"I am your nurse," said the woman, smiling. "Mrs. Leonard hired me to take care of you, and look after things generally until she came back."
"Came back! Has she gone away, then?"
"Oh, dear, yes! the whole family, children and all; they were afraid of the fever, although the doctor said there was no danger."
"Where have they gone?" said Georgia, faintly.
"To New York. It's my opinion the young ladies were glad of any chance of getting back to town, and it was they, particularly Miss Felice, who insisted on leaving. Don't disturb yourself about them, my dear; you will soon be as well as any of them."

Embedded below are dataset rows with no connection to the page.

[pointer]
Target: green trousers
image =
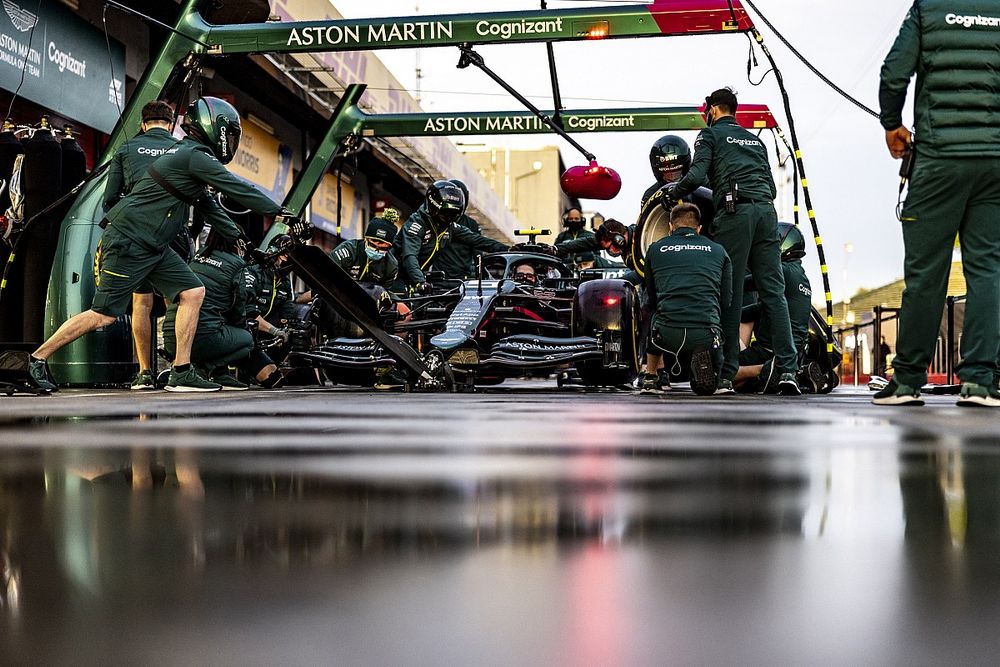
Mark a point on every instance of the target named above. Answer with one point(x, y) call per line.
point(214, 346)
point(679, 343)
point(750, 237)
point(950, 197)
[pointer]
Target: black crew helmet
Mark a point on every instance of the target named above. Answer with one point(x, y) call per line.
point(670, 158)
point(793, 244)
point(380, 229)
point(216, 124)
point(445, 202)
point(464, 188)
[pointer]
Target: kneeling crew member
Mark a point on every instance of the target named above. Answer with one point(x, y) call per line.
point(431, 228)
point(142, 226)
point(222, 338)
point(688, 277)
point(736, 163)
point(756, 361)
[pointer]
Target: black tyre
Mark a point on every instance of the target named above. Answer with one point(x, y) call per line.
point(608, 310)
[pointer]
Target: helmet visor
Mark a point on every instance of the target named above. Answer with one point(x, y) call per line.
point(671, 174)
point(446, 215)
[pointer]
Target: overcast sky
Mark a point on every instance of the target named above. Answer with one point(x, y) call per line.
point(852, 179)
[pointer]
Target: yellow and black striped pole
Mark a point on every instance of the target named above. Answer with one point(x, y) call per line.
point(804, 182)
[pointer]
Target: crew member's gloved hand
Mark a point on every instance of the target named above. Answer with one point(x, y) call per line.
point(257, 256)
point(669, 195)
point(608, 239)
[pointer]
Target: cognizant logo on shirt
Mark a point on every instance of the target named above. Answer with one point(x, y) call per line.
point(681, 248)
point(969, 21)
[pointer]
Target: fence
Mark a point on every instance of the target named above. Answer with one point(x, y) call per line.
point(859, 365)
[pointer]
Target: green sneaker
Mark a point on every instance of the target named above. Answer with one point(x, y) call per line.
point(41, 377)
point(975, 395)
point(895, 393)
point(142, 380)
point(229, 383)
point(190, 381)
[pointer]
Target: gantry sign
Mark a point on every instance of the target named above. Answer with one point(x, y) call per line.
point(193, 39)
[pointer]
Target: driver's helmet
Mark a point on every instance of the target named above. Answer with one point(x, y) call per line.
point(464, 188)
point(793, 244)
point(669, 158)
point(216, 124)
point(445, 202)
point(525, 273)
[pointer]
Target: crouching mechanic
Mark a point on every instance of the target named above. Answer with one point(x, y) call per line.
point(431, 228)
point(688, 277)
point(142, 226)
point(757, 369)
point(222, 338)
point(370, 262)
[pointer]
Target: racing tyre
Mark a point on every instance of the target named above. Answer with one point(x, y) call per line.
point(608, 310)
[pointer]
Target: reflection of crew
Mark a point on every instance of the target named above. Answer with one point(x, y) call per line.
point(222, 338)
point(142, 225)
point(687, 278)
point(756, 361)
point(574, 223)
point(431, 228)
point(736, 163)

"Tell me," said Georgia, catching the woman's wrists in her thin, transparent hands, and looking earnestly in her face with the great black eyes so sunken and melancholy now—"tell me if you know whether a certain Mr. Randall who used to come here went with them? Perhaps you have heard?"
The woman shook her head.
"No, my dear, I have not. I have heard of him, though, often; they say he is very clever and going to be married to Miss Felice, but I don't know myself. Don't talk so much, Miss Randall; it is not good for you."
"One thing more," said Georgia. "I—I raved when I was out of my mind; will you tell me what it was I said?"
"That would be pretty hard to do," said the nurse, smiling; but then, seeing the look of desperate earnestness on her patient's face, she added: "Why, you know, my dear, you talked a great deal of nonsense—fever patients always do—about some one you called Richmond, and Freddy Richmond—some gentlemen, I expect," said the woman, with a meaning glance; "and you called yourself a murderess, and then you kept begging some one not to be angry with you, and you would never do so any more; and sometimes you would talk to the children, and fancy yourself in the school-room with them. In short, you know, you said all sorts of queer things; but that was to be expected."